I can't speak to the permissions needed for the captions API in particular, but in general, yes, you can OAuth to your app once using your own account and use the access and refresh tokens to make subsequent OAuth'd requests to the API. You can find the details of generating tokens here:
https://developers.google.com/youtube/v3/guides/auth/server-side-web-apps#Obtaining_Access_Tokens
To perform the steps manually (fortunately, you only need to do this once):
If access has already been granted for an app, it needs to be removed so that new auth credentials can be established. Go to https://security.google.com/settings/security/permissions (while logged into your account) and remove access to the app.

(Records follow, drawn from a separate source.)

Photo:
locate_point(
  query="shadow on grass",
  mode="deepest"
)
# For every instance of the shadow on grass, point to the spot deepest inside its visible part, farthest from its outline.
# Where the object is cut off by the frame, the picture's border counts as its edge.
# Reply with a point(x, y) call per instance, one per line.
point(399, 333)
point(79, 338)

If the client ID or secret change (or you need to create one), find them at https://console.developers.google.com under API Manager.
To grant access and receive a temporary code, enter this URL in a browser:
https://accounts.google.com/o/oauth2/auth?
client_id=<client_id>&
redirect_uri=http://www.google.com&
scope=https://www.googleapis.com/auth/youtube.force-ssl&
response_type=code&
access_type=offline&
approval_prompt=force
Follow the prompt to grant access to the app.
This will redirect to google.com with a code parameter (e.g.,
https://www.google.com/?code=4/ux5gNj-_mIu4DOD_gNZdjX9EtOFf&gws_rd=ssl#). Save the code.
Send a POST request (e.g., via Postman Chrome plugin) to https://accounts.google.com/o/oauth2/token with the following in the request body:
code=<code>&
client_id=<client_id>&
client_secret=<client_secret>&
redirect_uri=http://www.google.com&
grant_type=authorization_code
The response will contain both an access token and refresh token. Save both, but particularly the refresh token (because the access token will expire in 1 hour).
You can then use the access token to send an OAuth'd request manually, following one of the options here, essentially:
curl -H "Authorization: Bearer ACCESS_TOKEN" https://www.googleapis.com/youtube/v3/captions/<id>
or
curl https://www.googleapis.com/youtube/v3/captions/<id>?access_token=ACCESS_TOKEN
(When I tried the second option for captions, however, I got the message: "The OAuth token was received in the query string, which this API forbids for response formats other than JSON or XML. If possible, try sending the OAuth token in the Authorization header instead.")
You can also use the refresh token in your code to create the credential needed when building your YouTube object. In Java, this looks like the following:
String clientId = <your client ID>
String clientSecret = <your client secret>
String refreshToken = <refresh token>
HttpTransport transport = new NetHttpTransport();
JsonFactory jsonFactory = new JacksonFactory();
GoogleCredential credential = new GoogleCredential.Builder()
.setTransport(transport)
.setJsonFactory(jsonFactory)
.setClientSecrets(clientId, clientSecret)
.build()
.setRefreshToken(refreshToken);
try {
credential.refreshToken();
} catch (IOException e) {
e.printStackTrace();
}
youtube = new YouTube.Builder(transport, jsonFactory, credential).build();
I imagine you can do something similar in Python with the API Client Libraries, although I haven't tried Python.